Mas para não alongar-me demasiado – ainda mais do que já o fiz – procurarei retratar brevemente um
último aspecto a ser encontrado na filosofia tomista e que vemos claramente transgredido durante os
conflitos adjacentes a nossa cultura. A quarta via da prova da existência de Deus, Tomás a define como
A via da perfeição. Nela recordar-nos-á que todas as coisas serão perfeitas se convergirem corretamente
para a finalidade com a qual foram criadas. Existe em toda a obra da criação divina um grau de
perfeição, este grau foi delimitado por um Ser perfeito que é causa de todas essas outras perfeições, este
Ser é Deus. Se Deus é a causa de toda a perfeição não poderia Ele também fincar no homem um desejo
de escolha que não lhe fosse ontológico, isto é, não poderia o homem decidir-se ser masculino ou
feminino de forma natural? Contudo não lhes basta a ordem divina, agora pretensamente se veem no
direito arrogante de desorganizarem toda a ordem natural.
4. Posicionamento diante da psicologia
Ainda que o homem pretenda interferir no plano de Deus este não se submeterá a vontades “mimadas”.

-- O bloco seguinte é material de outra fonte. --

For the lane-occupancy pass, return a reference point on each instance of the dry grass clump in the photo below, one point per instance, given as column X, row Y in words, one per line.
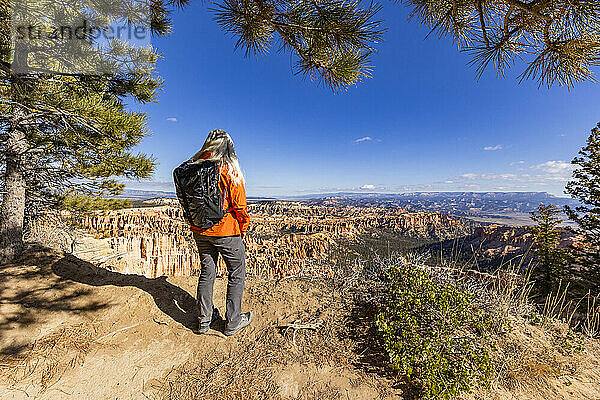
column 529, row 356
column 48, row 358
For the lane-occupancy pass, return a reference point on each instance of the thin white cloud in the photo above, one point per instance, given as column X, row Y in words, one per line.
column 493, row 148
column 555, row 167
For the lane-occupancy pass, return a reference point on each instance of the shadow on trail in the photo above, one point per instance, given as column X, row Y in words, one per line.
column 170, row 299
column 30, row 294
column 44, row 286
column 372, row 357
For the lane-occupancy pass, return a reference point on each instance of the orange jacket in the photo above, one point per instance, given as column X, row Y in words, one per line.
column 235, row 222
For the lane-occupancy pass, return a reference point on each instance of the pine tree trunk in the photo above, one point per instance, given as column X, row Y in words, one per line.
column 12, row 214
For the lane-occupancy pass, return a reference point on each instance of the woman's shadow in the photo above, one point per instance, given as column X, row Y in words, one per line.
column 170, row 299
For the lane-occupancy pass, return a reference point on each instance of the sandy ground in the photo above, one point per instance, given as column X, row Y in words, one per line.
column 71, row 330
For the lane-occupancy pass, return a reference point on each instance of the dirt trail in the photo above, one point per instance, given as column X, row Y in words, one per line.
column 71, row 330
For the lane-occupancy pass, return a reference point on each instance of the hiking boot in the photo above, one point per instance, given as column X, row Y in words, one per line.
column 244, row 322
column 202, row 329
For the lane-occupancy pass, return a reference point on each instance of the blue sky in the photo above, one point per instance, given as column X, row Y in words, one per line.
column 422, row 123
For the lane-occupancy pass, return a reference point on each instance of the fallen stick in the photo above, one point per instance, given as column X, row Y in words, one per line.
column 297, row 325
column 118, row 330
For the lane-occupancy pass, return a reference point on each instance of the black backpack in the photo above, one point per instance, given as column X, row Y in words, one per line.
column 197, row 187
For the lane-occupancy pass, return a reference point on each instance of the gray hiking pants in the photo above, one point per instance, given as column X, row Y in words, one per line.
column 233, row 253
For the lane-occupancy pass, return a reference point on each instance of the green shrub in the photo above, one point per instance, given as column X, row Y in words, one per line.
column 434, row 337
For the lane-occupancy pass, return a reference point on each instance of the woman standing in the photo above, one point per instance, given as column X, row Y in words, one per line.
column 225, row 238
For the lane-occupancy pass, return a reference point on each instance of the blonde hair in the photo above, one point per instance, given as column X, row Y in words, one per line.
column 219, row 147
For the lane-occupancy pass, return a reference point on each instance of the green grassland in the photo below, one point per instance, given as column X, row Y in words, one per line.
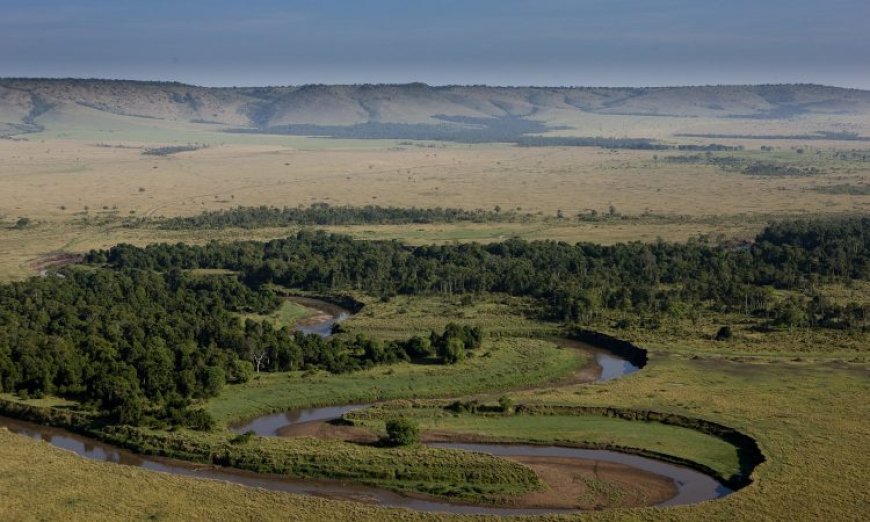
column 501, row 364
column 288, row 314
column 811, row 420
column 563, row 429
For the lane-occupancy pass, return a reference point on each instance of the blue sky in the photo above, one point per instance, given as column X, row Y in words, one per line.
column 503, row 42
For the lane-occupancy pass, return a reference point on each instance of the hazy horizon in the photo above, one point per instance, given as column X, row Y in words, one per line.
column 437, row 86
column 554, row 43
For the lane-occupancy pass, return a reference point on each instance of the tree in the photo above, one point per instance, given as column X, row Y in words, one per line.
column 452, row 351
column 724, row 333
column 506, row 404
column 259, row 358
column 402, row 432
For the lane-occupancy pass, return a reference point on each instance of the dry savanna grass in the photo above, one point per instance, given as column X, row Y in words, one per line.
column 75, row 192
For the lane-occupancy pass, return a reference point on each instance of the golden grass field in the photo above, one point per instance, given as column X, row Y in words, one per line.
column 60, row 179
column 810, row 413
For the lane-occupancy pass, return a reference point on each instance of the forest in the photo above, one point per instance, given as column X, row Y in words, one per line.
column 575, row 282
column 139, row 345
column 136, row 336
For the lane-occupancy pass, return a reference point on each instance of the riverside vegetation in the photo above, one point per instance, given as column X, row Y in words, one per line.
column 583, row 283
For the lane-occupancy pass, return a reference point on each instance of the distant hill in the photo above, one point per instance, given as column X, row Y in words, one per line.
column 411, row 110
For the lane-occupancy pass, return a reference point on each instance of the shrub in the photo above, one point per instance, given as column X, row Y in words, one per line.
column 402, row 432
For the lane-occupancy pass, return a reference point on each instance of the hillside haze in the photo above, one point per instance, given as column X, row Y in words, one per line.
column 427, row 112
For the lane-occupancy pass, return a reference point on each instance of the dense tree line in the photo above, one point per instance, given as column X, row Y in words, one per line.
column 575, row 281
column 139, row 344
column 324, row 214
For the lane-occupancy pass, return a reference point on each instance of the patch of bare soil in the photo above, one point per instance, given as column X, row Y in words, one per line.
column 328, row 431
column 591, row 484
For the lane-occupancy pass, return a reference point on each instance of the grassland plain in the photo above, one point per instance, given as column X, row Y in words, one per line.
column 803, row 395
column 811, row 420
column 76, row 192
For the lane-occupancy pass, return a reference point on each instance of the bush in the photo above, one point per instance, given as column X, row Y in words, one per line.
column 402, row 432
column 506, row 404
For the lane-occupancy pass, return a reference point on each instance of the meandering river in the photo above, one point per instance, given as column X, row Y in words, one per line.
column 692, row 486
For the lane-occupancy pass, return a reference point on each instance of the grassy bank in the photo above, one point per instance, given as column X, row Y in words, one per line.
column 587, row 430
column 499, row 365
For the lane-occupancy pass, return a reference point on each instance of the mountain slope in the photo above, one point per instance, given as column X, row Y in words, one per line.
column 29, row 104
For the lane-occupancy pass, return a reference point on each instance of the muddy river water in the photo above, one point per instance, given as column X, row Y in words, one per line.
column 691, row 485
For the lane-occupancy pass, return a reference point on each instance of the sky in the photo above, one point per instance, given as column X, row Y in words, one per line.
column 440, row 42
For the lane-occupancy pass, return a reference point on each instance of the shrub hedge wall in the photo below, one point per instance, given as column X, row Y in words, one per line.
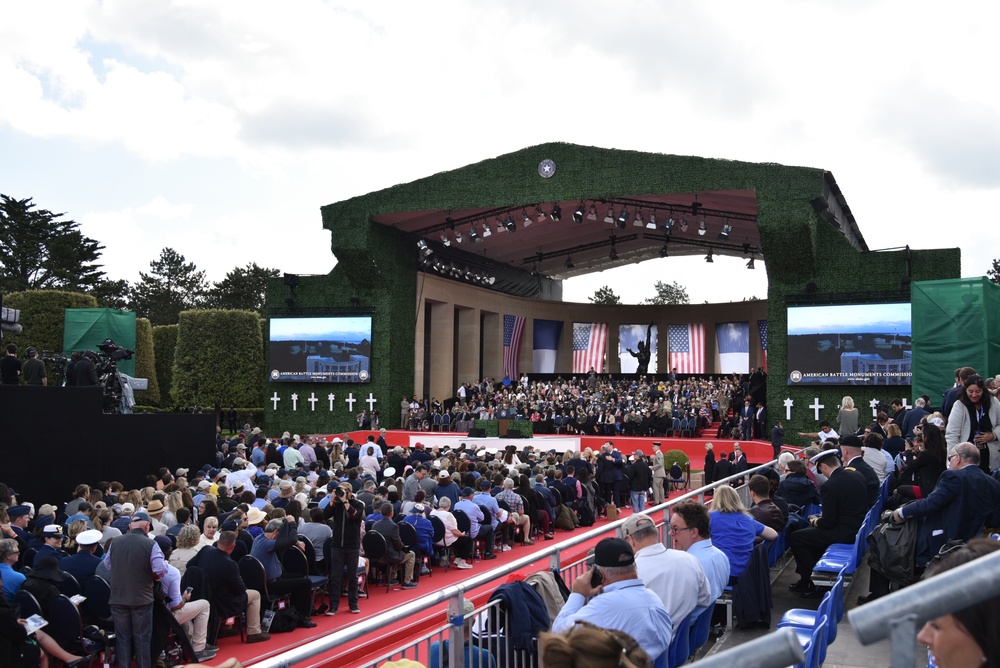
column 218, row 359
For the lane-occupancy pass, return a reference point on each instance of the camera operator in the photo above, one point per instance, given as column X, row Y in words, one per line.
column 85, row 373
column 344, row 515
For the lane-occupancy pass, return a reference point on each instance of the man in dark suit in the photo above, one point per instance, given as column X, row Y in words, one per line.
column 395, row 552
column 851, row 451
column 844, row 508
column 964, row 501
column 230, row 595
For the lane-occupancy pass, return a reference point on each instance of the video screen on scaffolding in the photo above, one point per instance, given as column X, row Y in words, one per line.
column 334, row 349
column 850, row 344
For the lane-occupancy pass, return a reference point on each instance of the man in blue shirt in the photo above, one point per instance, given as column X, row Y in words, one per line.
column 620, row 602
column 279, row 535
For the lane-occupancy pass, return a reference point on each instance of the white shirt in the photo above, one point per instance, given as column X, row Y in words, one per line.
column 676, row 577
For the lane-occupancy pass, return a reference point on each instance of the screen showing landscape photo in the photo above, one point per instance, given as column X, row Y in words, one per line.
column 321, row 350
column 857, row 344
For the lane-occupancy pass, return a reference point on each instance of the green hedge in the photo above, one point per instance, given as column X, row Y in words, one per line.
column 217, row 359
column 43, row 314
column 165, row 347
column 145, row 362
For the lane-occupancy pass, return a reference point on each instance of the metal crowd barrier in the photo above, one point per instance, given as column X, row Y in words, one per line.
column 454, row 595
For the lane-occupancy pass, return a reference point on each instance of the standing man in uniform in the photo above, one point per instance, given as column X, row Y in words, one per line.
column 845, row 502
column 659, row 474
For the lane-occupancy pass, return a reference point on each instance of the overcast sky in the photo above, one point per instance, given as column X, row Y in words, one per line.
column 220, row 128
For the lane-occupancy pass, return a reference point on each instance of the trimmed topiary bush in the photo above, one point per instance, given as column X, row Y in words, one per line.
column 218, row 359
column 145, row 362
column 164, row 347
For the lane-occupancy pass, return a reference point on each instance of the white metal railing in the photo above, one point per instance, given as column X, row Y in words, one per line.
column 454, row 595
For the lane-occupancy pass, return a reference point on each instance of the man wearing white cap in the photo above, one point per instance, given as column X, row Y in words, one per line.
column 83, row 564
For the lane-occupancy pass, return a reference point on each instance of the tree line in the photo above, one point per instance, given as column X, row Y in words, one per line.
column 42, row 250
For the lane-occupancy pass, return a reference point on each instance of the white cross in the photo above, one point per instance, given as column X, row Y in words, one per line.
column 816, row 406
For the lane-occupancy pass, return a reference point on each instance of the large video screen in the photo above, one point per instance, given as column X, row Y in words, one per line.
column 321, row 350
column 857, row 344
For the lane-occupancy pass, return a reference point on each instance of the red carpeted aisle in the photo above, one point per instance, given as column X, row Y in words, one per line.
column 379, row 601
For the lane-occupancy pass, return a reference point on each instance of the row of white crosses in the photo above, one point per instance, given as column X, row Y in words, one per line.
column 817, row 407
column 313, row 399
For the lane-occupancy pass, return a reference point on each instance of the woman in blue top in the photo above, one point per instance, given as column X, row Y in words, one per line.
column 734, row 530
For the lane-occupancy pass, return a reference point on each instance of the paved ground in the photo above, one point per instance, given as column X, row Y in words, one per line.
column 845, row 652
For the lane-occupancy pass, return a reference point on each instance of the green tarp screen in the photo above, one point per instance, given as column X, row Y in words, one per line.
column 84, row 328
column 955, row 323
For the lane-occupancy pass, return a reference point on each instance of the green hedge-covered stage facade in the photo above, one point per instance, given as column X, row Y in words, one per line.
column 376, row 267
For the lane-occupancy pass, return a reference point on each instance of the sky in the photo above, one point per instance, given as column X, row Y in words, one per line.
column 220, row 128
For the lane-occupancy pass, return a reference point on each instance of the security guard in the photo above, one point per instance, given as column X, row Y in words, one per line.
column 845, row 502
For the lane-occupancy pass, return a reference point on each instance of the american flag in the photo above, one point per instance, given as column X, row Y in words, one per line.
column 687, row 348
column 513, row 328
column 589, row 341
column 762, row 328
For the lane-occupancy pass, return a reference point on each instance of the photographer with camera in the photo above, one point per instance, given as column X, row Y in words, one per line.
column 344, row 515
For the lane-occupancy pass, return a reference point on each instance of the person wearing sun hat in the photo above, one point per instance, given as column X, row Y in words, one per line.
column 623, row 603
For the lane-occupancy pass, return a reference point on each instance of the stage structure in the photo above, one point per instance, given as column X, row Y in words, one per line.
column 456, row 271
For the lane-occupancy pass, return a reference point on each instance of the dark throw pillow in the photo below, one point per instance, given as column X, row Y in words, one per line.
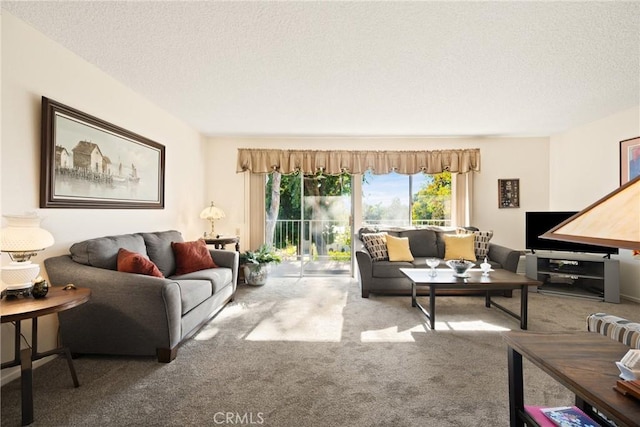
column 192, row 256
column 133, row 262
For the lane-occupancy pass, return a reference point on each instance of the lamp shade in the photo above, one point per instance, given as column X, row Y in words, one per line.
column 212, row 212
column 613, row 221
column 23, row 234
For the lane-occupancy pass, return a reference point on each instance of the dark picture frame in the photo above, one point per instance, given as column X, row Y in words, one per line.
column 509, row 193
column 629, row 159
column 88, row 163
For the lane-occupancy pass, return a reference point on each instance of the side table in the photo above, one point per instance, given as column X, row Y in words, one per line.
column 22, row 308
column 220, row 242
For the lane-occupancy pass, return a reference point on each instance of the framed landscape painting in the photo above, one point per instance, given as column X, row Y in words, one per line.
column 89, row 163
column 629, row 159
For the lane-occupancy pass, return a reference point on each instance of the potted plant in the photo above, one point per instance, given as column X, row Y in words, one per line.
column 256, row 262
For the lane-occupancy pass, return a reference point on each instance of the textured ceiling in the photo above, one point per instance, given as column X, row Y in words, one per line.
column 361, row 68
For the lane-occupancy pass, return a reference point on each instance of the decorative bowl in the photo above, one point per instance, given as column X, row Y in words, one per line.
column 460, row 267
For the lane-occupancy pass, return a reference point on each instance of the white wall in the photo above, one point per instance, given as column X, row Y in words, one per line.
column 584, row 166
column 34, row 66
column 523, row 158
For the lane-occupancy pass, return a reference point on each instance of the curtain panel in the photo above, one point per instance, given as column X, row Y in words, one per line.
column 309, row 162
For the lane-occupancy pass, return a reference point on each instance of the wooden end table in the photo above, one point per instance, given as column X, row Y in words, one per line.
column 220, row 242
column 583, row 362
column 17, row 309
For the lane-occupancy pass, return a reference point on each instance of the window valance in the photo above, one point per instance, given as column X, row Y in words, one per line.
column 258, row 160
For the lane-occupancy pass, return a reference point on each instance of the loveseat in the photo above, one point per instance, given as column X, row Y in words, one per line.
column 380, row 275
column 142, row 314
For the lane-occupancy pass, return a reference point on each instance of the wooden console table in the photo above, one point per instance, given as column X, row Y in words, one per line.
column 583, row 362
column 16, row 310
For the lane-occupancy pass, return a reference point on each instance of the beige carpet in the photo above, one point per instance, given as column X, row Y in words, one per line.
column 312, row 352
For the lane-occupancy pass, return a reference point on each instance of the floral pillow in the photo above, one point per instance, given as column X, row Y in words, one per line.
column 376, row 244
column 481, row 241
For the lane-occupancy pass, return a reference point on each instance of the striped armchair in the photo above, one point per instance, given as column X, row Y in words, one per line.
column 616, row 328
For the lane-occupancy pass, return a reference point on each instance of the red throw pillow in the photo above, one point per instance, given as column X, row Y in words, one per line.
column 133, row 262
column 192, row 256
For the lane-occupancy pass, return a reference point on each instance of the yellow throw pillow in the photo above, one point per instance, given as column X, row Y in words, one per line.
column 458, row 246
column 398, row 248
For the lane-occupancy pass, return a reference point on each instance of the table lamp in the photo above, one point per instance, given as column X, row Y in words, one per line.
column 22, row 239
column 212, row 213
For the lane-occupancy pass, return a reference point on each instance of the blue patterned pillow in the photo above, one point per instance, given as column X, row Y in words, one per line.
column 376, row 244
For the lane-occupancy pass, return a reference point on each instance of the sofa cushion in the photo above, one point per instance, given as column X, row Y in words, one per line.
column 423, row 242
column 376, row 245
column 218, row 278
column 398, row 248
column 389, row 269
column 160, row 251
column 192, row 256
column 102, row 252
column 133, row 262
column 193, row 293
column 459, row 246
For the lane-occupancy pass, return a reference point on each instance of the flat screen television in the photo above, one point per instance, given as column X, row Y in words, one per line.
column 538, row 223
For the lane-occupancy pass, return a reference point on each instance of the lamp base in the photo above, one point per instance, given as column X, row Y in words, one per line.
column 14, row 293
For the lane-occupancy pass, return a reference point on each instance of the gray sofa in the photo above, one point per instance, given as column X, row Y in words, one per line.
column 136, row 314
column 384, row 277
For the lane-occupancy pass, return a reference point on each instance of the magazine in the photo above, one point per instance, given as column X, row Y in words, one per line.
column 569, row 416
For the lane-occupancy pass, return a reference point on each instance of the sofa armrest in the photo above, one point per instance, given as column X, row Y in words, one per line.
column 506, row 257
column 365, row 268
column 229, row 259
column 127, row 311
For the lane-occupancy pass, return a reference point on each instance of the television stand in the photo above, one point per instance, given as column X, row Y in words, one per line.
column 575, row 274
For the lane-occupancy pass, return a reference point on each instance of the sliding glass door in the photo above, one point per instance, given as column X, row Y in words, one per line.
column 309, row 223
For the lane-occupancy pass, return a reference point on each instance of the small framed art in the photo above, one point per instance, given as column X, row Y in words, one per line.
column 629, row 159
column 508, row 193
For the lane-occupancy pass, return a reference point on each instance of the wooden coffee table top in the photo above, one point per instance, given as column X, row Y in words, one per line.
column 496, row 278
column 584, row 362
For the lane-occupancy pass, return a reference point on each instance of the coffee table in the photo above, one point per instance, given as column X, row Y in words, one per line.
column 446, row 279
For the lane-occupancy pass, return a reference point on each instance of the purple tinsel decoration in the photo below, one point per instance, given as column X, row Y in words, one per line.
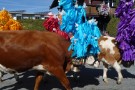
column 126, row 29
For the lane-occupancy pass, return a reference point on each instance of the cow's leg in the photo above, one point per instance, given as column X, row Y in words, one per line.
column 60, row 74
column 1, row 76
column 39, row 77
column 105, row 69
column 117, row 67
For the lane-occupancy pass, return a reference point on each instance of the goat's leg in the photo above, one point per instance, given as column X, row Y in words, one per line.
column 105, row 69
column 16, row 77
column 117, row 67
column 60, row 74
column 1, row 76
column 39, row 77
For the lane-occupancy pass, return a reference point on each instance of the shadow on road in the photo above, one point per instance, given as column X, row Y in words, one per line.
column 88, row 76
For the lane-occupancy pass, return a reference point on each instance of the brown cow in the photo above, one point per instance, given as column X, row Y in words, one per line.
column 39, row 50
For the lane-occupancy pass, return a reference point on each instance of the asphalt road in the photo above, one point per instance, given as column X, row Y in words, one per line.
column 90, row 79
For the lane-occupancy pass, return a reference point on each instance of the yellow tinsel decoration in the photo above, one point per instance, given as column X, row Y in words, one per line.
column 7, row 22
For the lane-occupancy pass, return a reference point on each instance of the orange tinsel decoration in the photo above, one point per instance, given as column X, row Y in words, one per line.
column 7, row 22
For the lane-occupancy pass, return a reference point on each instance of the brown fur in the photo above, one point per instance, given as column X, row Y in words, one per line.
column 21, row 50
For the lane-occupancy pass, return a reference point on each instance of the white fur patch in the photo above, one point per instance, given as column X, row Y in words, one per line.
column 107, row 44
column 104, row 60
column 4, row 69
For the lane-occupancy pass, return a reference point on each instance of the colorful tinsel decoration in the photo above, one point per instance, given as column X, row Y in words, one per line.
column 7, row 22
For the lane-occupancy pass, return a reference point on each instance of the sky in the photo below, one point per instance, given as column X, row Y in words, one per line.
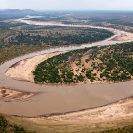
column 67, row 4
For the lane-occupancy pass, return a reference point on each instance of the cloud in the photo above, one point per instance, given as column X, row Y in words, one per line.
column 68, row 4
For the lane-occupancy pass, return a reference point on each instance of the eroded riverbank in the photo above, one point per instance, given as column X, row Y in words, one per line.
column 61, row 99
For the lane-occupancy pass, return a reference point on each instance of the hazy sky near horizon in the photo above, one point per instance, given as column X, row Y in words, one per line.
column 67, row 4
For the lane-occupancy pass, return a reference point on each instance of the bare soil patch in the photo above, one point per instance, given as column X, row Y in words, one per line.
column 14, row 94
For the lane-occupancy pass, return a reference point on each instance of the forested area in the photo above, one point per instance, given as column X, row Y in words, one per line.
column 60, row 36
column 104, row 64
column 5, row 127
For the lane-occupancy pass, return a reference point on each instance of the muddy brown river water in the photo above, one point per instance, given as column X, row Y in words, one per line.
column 62, row 98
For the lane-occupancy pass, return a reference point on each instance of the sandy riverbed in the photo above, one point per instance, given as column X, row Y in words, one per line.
column 121, row 110
column 23, row 70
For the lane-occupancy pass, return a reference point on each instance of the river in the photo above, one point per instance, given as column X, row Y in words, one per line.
column 62, row 98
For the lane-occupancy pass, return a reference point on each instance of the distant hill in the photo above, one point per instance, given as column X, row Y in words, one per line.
column 15, row 13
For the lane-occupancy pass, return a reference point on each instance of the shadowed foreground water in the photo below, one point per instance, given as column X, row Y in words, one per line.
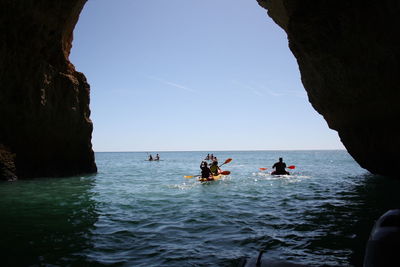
column 140, row 213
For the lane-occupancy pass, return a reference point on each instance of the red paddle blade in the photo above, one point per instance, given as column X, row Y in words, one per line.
column 227, row 161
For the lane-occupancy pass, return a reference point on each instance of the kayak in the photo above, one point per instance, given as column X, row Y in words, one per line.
column 280, row 173
column 215, row 178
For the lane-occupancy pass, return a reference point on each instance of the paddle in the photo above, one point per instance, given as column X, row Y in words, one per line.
column 191, row 176
column 226, row 161
column 290, row 167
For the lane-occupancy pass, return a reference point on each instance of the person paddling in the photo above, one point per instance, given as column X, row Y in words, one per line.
column 205, row 171
column 214, row 168
column 280, row 168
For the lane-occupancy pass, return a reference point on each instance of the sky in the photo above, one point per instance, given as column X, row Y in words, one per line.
column 182, row 75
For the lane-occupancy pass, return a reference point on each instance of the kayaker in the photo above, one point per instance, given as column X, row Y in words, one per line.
column 280, row 168
column 205, row 171
column 214, row 168
column 215, row 160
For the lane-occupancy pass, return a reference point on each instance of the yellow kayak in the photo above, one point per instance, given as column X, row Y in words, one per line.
column 215, row 178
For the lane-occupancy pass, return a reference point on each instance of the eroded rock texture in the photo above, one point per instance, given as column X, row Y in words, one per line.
column 349, row 57
column 45, row 128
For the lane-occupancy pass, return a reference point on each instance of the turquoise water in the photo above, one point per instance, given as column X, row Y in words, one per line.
column 140, row 213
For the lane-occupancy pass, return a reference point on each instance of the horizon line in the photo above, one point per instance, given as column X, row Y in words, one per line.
column 229, row 150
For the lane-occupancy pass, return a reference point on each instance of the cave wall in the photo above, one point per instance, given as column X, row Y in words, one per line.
column 349, row 55
column 45, row 129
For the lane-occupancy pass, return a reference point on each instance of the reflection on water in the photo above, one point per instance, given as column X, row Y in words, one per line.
column 46, row 221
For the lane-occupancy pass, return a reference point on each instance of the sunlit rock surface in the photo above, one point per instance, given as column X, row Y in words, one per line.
column 348, row 55
column 45, row 128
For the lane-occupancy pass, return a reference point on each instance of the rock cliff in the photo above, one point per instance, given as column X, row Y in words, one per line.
column 349, row 56
column 45, row 128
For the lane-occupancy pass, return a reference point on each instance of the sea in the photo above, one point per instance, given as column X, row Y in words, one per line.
column 135, row 212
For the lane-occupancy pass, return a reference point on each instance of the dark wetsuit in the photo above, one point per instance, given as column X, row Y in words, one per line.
column 205, row 172
column 279, row 168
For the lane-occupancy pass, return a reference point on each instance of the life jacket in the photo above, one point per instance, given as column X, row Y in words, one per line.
column 214, row 169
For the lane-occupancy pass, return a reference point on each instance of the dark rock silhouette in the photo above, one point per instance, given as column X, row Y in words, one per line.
column 45, row 128
column 348, row 54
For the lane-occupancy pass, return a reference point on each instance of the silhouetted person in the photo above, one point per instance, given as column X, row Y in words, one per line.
column 214, row 168
column 280, row 168
column 205, row 171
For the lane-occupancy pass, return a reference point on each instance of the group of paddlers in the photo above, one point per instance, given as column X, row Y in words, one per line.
column 208, row 171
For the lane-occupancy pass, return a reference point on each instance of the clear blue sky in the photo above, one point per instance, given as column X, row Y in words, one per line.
column 193, row 75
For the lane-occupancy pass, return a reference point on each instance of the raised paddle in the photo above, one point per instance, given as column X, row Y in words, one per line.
column 290, row 167
column 191, row 176
column 226, row 161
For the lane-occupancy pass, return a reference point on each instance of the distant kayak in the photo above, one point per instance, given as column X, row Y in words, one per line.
column 215, row 178
column 279, row 173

Se o governo acha que chamar um menino de menina e estimula-lo a este exercício produzirá um
resultado fidedigno ao seu querer, está profundamente enganado. Nós não estamos domando cães com o
método de condicionamento de Pavlov. Estamos tratando de seres humanos. Homens e mulheres que
possuem dignidade e direitos inalienáveis.
Mesmo que o método de Pavlov oferecesse uma contribuição primeira na (perdoem-me a força da
palavra) “domesticação” de seres humanos, depois de condicionados o que se faria? Um bom estudante
de psicologia sabe que o método pavloviano era repetido constantemente e transcorrido algum tempo
passou a observar que outros condicionamentos começaram a manifestar-se nos cachorros além da
salivação. Quais os outros condicionamentos que veremos surgir nas gerações futuras? Como
poderíamos responder aos anseios destes jovens que sem dúvida terão uma vida revoltada? Como
poderíamos responder aos anseios de uma sociedade que não sabe mais limitar homens e mulheres?
Como poderíamos conter a catastrófica devastação humana e social que será causada?
5. Conclusão
Peçamos, enfim, ao Senhor da vida que nos conceda a graça da verdadeira liberdade. Faço votos que a
nossa fé não se restrinja a nós, mas nos leve em primeiro lugar a presença de Cristo e, posteriormente,
ao encontro com o outro e ao reconhecimento da sua dignidade. Como ressaltei na mensagem que dirigi
por ocasião do encerramento do ano da fé: “se a fé torna-se sinônimo de isolamento não subsiste porque
se torna discrepante com o Evangelho e com o modelo de Igreja que nos foi transmitido na vicissitude
dos séculos. É necessário que aprendamos a ser individuais sem sermos individualistas” (A crise de fé
na existência do homem contemporâneo, 09 dez. 2013).